An echocardiography through the oesophagus allows for more detailed imaging of the heart. It involves the insertion of a tube, the endoscope, into the oesophagus, usually under a local anaesthetic. This is a flexible tube with a diameter of one cm.

In some cases, a contrast agent is administered using an IV line in the arm to check if the passage between the right and left atrium is open.

What is the process?


The procedure requires you to have fasted. That means at least two hours for clear fluids (only water, tea and coffee), at least six hours for a light meal and dairy products and at least eight hours for a regular meal. You are allowed to take your regular medication with a drink of water.

If you have dentures, you will be asked to remove these before the examination.

To avoid complications, we ask you to inform us if any of the following applies:

  • you are pregnant
  • you have previously undergone surgery/radiation of the mouth, throat, oesophagus or stomach
  • you have an allergy, sensitivity or intolerance (e.g. latex, Lidocaine)
  • you have clotting issues or take blood thinners (e.g. Marevan®, Sintrom®, Marcoumar®, Ticlid®, Plavix®, Aspirin, Efient®, Pradaxa®, Xarelto®, Eliquis®)
  • you have epilepsy or diabetes


Examination under local anaesthetic of the throat

You take place on the examination table and lie on your left side.
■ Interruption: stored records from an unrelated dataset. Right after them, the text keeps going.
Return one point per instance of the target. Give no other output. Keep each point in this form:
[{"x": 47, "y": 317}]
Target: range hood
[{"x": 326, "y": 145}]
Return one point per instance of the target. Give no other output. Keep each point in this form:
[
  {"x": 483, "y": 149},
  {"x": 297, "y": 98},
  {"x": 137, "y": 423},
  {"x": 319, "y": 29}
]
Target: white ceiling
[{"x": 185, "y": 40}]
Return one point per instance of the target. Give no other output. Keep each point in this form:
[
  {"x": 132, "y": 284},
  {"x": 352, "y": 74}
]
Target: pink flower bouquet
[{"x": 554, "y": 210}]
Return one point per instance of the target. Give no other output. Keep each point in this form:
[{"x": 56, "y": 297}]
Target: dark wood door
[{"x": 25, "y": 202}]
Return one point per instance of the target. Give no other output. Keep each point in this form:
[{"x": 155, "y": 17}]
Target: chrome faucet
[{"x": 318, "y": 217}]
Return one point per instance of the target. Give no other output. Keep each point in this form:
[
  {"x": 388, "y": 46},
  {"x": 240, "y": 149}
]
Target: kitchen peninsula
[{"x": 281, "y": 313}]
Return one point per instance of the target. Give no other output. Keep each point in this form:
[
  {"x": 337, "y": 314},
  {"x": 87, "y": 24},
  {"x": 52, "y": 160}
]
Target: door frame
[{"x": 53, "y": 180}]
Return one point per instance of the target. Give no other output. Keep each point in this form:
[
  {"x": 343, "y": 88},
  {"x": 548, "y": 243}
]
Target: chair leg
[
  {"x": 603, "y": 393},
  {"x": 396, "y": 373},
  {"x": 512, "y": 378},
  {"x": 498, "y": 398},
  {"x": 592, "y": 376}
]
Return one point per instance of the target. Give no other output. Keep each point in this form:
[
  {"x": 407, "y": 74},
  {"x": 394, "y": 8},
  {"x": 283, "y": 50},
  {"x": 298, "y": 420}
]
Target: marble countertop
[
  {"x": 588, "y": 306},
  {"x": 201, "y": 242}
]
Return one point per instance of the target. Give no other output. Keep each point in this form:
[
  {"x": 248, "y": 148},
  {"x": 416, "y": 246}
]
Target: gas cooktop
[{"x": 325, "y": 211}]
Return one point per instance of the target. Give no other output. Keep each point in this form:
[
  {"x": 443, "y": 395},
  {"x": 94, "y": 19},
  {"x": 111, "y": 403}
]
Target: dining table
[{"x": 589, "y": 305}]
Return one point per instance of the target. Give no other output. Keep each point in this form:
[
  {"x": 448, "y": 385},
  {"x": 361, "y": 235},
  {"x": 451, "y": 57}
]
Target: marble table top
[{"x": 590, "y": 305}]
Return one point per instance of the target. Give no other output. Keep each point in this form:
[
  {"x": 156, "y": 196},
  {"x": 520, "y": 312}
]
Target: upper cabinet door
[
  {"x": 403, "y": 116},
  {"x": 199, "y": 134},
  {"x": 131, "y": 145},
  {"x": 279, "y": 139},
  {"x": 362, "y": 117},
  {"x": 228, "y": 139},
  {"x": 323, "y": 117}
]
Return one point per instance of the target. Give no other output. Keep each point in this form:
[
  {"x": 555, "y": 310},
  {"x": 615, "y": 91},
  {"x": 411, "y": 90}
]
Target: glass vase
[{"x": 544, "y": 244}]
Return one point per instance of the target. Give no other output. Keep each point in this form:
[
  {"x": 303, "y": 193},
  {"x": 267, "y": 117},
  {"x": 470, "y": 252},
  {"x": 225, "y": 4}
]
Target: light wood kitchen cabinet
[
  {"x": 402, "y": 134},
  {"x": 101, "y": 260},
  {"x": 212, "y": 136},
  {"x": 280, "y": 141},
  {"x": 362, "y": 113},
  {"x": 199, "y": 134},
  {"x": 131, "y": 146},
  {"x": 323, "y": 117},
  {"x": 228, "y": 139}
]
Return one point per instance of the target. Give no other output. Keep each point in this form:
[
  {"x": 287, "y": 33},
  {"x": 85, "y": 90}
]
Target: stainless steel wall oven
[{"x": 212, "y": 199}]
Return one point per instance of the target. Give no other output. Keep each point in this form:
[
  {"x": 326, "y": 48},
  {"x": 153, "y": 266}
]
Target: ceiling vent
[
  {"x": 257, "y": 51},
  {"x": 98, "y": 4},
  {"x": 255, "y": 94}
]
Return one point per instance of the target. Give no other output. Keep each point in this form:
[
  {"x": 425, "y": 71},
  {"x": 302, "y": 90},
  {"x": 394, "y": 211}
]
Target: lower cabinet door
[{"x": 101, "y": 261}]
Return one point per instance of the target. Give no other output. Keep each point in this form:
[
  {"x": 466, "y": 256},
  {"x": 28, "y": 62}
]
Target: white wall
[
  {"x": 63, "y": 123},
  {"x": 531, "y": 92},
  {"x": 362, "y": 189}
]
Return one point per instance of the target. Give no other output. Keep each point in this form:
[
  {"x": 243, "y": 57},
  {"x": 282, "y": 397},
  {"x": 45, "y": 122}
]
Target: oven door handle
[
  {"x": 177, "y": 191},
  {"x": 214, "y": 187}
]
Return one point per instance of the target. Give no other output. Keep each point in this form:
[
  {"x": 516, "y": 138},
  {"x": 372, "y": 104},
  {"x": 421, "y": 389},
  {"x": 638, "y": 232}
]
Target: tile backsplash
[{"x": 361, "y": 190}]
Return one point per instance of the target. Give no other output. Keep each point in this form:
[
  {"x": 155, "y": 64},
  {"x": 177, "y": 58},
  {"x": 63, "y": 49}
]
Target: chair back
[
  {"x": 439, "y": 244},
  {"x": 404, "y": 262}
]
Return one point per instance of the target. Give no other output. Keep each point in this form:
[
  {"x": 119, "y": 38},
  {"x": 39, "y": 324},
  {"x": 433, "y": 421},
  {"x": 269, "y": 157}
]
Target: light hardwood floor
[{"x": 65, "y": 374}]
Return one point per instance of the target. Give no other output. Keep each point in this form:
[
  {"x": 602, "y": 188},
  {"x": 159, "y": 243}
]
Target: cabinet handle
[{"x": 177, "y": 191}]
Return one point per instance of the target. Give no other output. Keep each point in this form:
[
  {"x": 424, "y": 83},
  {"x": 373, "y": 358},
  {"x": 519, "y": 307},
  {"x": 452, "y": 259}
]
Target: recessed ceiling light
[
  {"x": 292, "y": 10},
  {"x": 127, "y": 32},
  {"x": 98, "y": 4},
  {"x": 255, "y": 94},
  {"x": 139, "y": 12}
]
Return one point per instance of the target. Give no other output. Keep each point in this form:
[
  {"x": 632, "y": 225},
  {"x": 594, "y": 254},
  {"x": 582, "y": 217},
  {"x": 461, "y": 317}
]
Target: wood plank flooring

Your throat is numbed using a spray and electrodes are placed on your chest to register the electrocardiogram. If required, an IV line will be placed in your arm to administer the contrast agent.

A special lubricant is applied to the endoscope. Then, the cardiologist will carefully insert the endoscope into your mouth. The cardiologist will ask you to swallow deeply to allow the endoscope to enter the oesophagus. It is important to continue to breathe calmly through your nose during the examination. The finer heart structures are visualised on the screen.

Examination under general anaesthetic

In exceptional cases, the examination may take place under general anaesthetic. This requires admission to the day hospital. The anaesthetic is administered by the anaesthetist through an IV in the arm. The examination itself is performed as described above.

The procedure is performed in an echocardiography room that is fitted with all the necessary anaesthesia equipment and endoscopy instruments. You will wake up in the echocardiography lab. Subsequently, you will be transferred to the Cardiology Day Hospital for further follow-up.


Examination under local anaesthetic of the throat

Because your throat has been numbed, you will have to wait until after the examination to eat or drink, due to the risk of choking. Approximately one-and-a-half hours after the examination, you may carefully try and take a sip of water.

Examination under general anaesthetic

If you opt for general anaesthetic, you will not be allowed to drive home on your own and you will need to take a day off work. Do not plan any important activities after the procedure. Your concentration and judgement may be impaired.

Contact us if you have any troubling symptoms such as persistent severe pain, fever, persistent bleeding, etcetera after the procedure.

What are the risks?

Examination under local anaesthetic of the throat

If you choose a local numbing throat spray, you will be conscious during the examination. You may experience a light choking or gagging reflex. Your throat may remain irritated for some time after the procedure.

Examination under general anaesthetic

  • After the procedure, you may experience throat irritation, mild drowsiness or dizziness as a result of the anaesthesia. Complications are rare for this procedure.
  • A very rare complication is perforation (i.e. tear) of the oesophagus. In that case, you will need urgent surgery.
  • Bleeding as a result of an echocardiography through the oesophagus is rare and can usually be treated without the need for surgery.
  • Damage to teeth (especially if teeth are in poor condition) cannot be ruled out during an endoscopy or anaesthesia.


At the end of the consultation, the cardiologist will discuss the echocardiography findings with you as well as any resulting changes in your treatment.